20.12.2011 Autobahnanschluss Bonames Alt: nichts tut sich
Da war doch noch was! Wie steht´s eigentlich mit der Wiedereröffnung des Autobahnanschlusses in Bonames? Der letzte Sachstand ist schon ziemlich alt. Danach wollte der Bundesverkehrsminister nach der Vorlage von Machbarkeitsstudie und Verkehrszählung über die Wiedereröffnung entscheiden.
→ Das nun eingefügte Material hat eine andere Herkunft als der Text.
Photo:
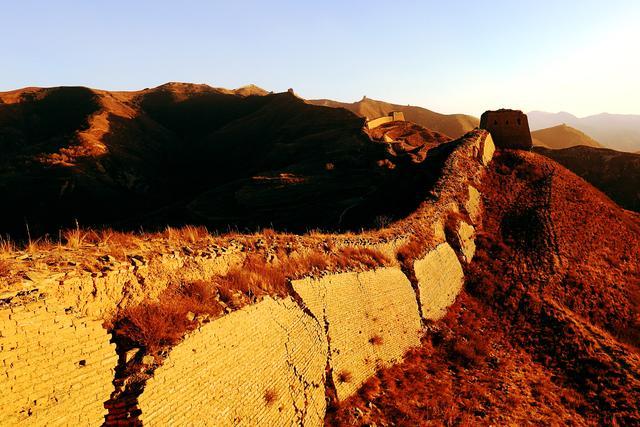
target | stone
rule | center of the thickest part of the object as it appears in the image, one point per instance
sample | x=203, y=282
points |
x=509, y=128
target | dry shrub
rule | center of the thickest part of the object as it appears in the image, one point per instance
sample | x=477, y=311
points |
x=345, y=376
x=5, y=268
x=6, y=245
x=257, y=277
x=39, y=245
x=376, y=340
x=74, y=238
x=421, y=240
x=469, y=352
x=189, y=233
x=362, y=258
x=158, y=324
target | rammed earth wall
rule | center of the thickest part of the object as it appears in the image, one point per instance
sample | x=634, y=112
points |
x=269, y=363
x=56, y=369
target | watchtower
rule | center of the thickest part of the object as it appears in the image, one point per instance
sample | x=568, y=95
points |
x=508, y=128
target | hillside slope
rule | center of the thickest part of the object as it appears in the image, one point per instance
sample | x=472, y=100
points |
x=547, y=331
x=617, y=131
x=192, y=154
x=562, y=136
x=615, y=173
x=452, y=125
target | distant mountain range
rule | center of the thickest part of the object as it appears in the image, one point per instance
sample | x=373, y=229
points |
x=562, y=136
x=615, y=173
x=193, y=154
x=617, y=131
x=452, y=125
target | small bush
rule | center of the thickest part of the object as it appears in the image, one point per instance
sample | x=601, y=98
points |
x=376, y=340
x=270, y=396
x=6, y=245
x=158, y=324
x=74, y=238
x=344, y=377
x=5, y=268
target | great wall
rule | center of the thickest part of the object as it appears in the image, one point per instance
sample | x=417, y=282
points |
x=270, y=362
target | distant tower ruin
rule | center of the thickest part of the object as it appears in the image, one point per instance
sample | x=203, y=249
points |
x=508, y=128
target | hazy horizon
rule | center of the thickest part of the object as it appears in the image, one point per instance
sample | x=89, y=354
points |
x=462, y=58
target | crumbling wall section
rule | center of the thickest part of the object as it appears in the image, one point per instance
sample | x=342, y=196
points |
x=371, y=320
x=440, y=280
x=261, y=365
x=56, y=368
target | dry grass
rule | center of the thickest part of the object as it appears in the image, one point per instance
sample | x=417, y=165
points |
x=257, y=277
x=5, y=268
x=75, y=238
x=6, y=245
x=189, y=234
x=421, y=240
x=155, y=325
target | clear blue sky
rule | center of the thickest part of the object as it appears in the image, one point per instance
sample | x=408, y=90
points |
x=450, y=56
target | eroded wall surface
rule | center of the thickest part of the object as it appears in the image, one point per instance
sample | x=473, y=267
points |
x=57, y=369
x=440, y=279
x=371, y=319
x=261, y=365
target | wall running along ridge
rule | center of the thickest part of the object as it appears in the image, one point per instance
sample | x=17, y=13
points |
x=440, y=279
x=371, y=319
x=57, y=369
x=263, y=364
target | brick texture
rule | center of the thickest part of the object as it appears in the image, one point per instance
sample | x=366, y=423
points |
x=56, y=369
x=440, y=279
x=372, y=320
x=261, y=365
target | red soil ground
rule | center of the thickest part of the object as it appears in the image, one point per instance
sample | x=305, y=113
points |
x=547, y=330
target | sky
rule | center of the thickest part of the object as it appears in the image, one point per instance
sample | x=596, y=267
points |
x=449, y=56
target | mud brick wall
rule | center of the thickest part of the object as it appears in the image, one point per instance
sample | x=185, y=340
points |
x=56, y=368
x=261, y=365
x=371, y=318
x=440, y=279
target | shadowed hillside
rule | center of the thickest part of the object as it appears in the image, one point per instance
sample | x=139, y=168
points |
x=617, y=131
x=184, y=153
x=615, y=173
x=562, y=136
x=547, y=330
x=452, y=125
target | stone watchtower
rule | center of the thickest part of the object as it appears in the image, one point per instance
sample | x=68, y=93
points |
x=508, y=128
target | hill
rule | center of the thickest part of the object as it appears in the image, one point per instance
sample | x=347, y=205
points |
x=452, y=125
x=561, y=136
x=615, y=173
x=191, y=154
x=546, y=331
x=616, y=131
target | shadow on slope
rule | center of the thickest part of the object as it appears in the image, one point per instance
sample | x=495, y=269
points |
x=191, y=154
x=547, y=331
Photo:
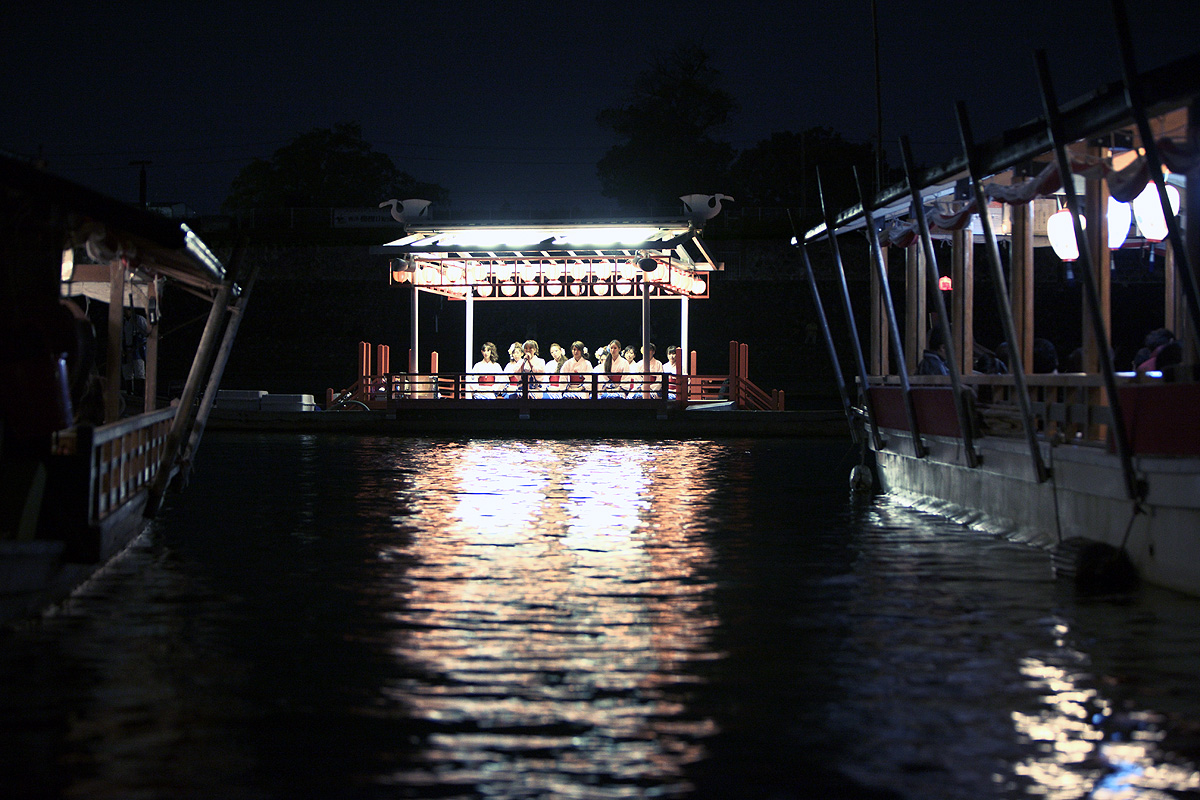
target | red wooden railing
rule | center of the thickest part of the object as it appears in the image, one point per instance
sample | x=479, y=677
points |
x=376, y=388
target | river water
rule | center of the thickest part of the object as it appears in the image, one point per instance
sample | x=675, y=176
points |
x=346, y=617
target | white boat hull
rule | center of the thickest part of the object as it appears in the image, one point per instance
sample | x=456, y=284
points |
x=1084, y=498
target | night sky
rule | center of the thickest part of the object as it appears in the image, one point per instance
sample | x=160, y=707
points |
x=497, y=101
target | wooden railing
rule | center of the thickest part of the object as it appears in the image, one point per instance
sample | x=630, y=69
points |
x=1158, y=415
x=123, y=458
x=385, y=391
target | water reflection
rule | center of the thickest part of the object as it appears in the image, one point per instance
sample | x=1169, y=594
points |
x=1086, y=747
x=965, y=681
x=552, y=600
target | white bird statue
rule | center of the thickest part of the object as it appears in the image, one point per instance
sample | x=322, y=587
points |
x=405, y=211
x=703, y=206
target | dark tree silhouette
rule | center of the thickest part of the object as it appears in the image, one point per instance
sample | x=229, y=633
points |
x=325, y=167
x=781, y=172
x=666, y=126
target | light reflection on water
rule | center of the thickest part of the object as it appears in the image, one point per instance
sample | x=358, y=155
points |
x=328, y=617
x=550, y=614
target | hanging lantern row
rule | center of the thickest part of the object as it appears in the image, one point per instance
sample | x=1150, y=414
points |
x=1145, y=209
x=576, y=278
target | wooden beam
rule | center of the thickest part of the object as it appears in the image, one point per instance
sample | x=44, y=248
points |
x=115, y=329
x=1023, y=282
x=963, y=302
x=1096, y=203
x=916, y=317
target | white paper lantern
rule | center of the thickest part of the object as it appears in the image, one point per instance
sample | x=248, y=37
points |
x=1061, y=232
x=1149, y=211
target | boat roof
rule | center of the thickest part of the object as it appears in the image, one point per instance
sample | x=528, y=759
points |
x=109, y=228
x=1104, y=110
x=564, y=259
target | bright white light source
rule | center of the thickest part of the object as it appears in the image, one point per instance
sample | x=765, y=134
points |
x=1120, y=216
x=1149, y=211
x=1061, y=232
Diese Unterlagen wurden vom ehemaligen Verkehrsdezernenten Sikorski an das hessische Ministerium für Verkehr weitergeleitet. Und dort blieb es dann liegen.
Stefan Majer, seit Juni der neue Verkehrsdezernent in Frankfurt, muss sich noch in die vielen Projekte im Frankfurter Norden einarbeiten. Da gehört die Wiedereröffnung der geschlossenen Auf- und Abfahrt nicht zu den dringlichsten Projekten. Tatsächlich sieht es danach aus, als ob die Wiedereröffnung ohnehin nur etwa 5000 – 10000 Bürger im Frankfurter Norden betrifft. Die müssen nämlich nach der übereilten Schließung im Jahr 2005 bis zu 2.9 km Umweg fahren und noch ein wenig Am Martinszehnten zum Stau beitragen, der sich dort regelmäßig einstellt. Vielleicht hatte man in den politischen Entscheidungsebenen darauf gehofft, die Bürger würden sich beruhigen und nicht weiter die Fehlplanung kritisieren. Der gewünschte Gewöhnungseffekt hatte sich allerdings nicht eingestellt.
Grund genug für den Ortsbeirat Harheim eine Anfrage zum Sachstand zu stellen und den Verkehrsdezernenten zur nächsten Sitzung einzuladen, damit er aktuell berichten könne. Auf die Informationen aus dem Verkehrsdezernat werden die Harheimer jedoch noch etwas warten müssen. Frühestens nach Ostern sei mit Information aus dem Dezernat zu rechnen.